Issue Brief One: Early Decision
This brief analyzes the early decision admissions process, identifies ways in which it limits access to students of color and from low- and middle-income backgrounds, and recommends policy changes that will limit the advantages early decision provides to wealthy, well-resourced applicants.
Issue Brief 2: Legacy Admissions
This brief analyzes the extent and impact of legacy preferences on college admissions. It recounts the long history of opposition to legacy preferences, identifies how legacy preferences limit access to opportunity for students of color and from low- and middle-income backgrounds and increase the public’s distrust of higher education, and recommends policy changes that will increase transparency and accountability for an admissions practice that had no place in a democracy or, better, ban the practice outright.

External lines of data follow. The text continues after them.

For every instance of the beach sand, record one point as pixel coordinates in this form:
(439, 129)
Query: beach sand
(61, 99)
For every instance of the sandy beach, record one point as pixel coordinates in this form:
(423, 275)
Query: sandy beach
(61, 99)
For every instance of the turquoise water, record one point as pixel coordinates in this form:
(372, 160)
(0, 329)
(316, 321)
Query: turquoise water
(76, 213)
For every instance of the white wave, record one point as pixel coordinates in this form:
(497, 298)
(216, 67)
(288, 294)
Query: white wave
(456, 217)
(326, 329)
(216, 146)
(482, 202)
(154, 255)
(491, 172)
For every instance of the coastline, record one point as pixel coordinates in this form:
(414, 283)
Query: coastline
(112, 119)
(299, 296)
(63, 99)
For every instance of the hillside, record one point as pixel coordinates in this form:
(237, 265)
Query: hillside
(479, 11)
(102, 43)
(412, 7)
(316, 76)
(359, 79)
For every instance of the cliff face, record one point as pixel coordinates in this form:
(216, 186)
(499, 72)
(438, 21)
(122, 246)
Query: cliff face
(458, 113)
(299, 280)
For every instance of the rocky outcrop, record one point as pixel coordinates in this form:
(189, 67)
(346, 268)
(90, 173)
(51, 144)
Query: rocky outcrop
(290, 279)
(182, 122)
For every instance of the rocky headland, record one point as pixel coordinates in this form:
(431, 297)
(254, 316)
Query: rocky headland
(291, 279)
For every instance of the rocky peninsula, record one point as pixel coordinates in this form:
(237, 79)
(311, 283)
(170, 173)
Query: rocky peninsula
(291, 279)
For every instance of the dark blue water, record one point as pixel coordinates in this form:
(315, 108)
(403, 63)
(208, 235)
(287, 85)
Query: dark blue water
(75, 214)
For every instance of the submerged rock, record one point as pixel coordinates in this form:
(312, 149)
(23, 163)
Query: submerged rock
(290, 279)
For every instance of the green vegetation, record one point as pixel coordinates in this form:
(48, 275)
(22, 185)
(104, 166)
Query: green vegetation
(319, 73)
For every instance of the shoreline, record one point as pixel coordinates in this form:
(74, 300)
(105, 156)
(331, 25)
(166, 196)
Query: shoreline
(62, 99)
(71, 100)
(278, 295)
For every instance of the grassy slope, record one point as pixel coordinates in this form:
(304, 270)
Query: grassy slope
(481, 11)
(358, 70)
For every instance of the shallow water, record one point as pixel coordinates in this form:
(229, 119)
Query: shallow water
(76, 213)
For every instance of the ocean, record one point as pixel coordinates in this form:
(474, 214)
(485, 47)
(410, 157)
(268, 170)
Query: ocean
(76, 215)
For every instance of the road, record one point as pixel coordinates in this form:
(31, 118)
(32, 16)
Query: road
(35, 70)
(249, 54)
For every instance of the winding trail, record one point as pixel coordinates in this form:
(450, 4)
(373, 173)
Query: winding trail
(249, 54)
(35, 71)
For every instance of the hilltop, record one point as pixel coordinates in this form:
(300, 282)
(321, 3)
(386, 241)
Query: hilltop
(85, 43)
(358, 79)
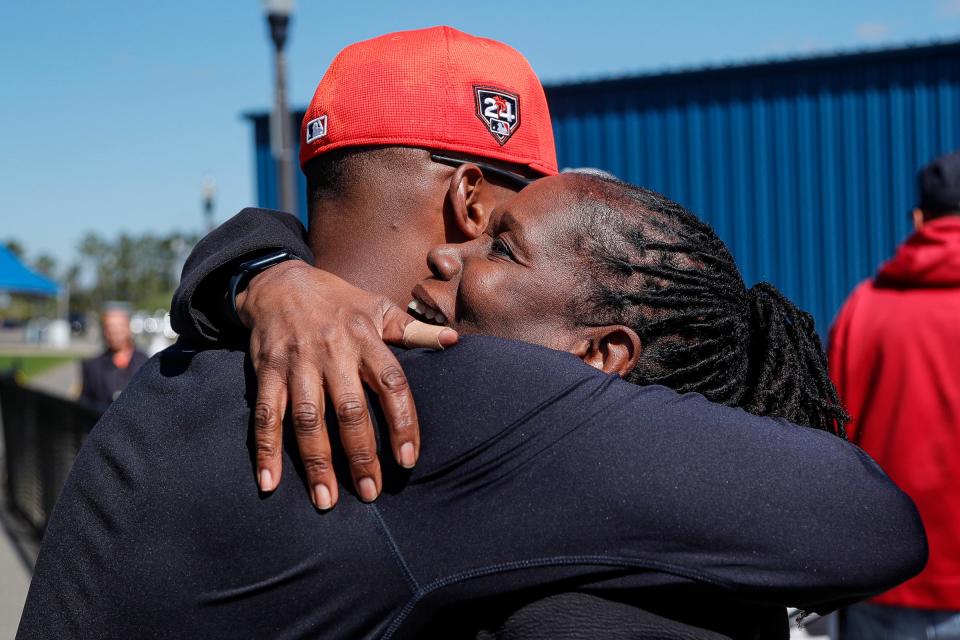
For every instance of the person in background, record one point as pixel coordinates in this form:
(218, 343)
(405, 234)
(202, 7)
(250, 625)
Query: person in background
(106, 375)
(895, 359)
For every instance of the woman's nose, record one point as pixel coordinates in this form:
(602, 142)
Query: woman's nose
(445, 261)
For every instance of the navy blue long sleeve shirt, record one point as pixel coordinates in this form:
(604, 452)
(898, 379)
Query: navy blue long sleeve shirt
(536, 471)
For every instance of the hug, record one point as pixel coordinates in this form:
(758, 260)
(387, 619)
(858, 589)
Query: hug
(620, 438)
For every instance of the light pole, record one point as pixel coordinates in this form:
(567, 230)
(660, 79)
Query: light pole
(278, 17)
(208, 194)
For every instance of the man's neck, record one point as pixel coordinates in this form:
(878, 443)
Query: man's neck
(376, 246)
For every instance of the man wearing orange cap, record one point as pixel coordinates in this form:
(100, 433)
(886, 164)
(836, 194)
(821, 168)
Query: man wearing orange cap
(160, 531)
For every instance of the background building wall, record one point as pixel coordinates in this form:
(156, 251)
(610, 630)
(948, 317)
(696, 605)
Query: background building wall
(806, 168)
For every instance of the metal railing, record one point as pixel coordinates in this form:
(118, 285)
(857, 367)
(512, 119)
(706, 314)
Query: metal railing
(42, 435)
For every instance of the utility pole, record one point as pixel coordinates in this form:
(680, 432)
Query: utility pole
(278, 17)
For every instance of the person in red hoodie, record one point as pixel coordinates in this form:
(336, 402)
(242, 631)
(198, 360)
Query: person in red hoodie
(894, 357)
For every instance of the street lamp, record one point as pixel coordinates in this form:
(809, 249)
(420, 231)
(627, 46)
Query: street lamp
(278, 17)
(208, 193)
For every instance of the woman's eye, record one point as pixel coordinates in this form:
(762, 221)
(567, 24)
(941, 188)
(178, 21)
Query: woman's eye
(500, 248)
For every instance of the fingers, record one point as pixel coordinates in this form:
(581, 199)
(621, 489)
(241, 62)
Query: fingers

Issue Brief 3: Transparency & Accountability
This brief calls for greater transparency and accountability in college admissions. In order to address long-standing racial and ethnic gaps in bachelor’s degree attainment that are likely to be exacerbated by a Supreme Court decision expected to bar institutions of higher education from considering race in their admissions processes, the Department of Education should expand its collection of admissions data and disaggregate that data by race, ethnicity, gender, and, when possible, socioeconomic status. The Department should also collect data on legacy preferences or early decision plans, two admissions practices shown to have detrimental effects on diversity at selective colleges.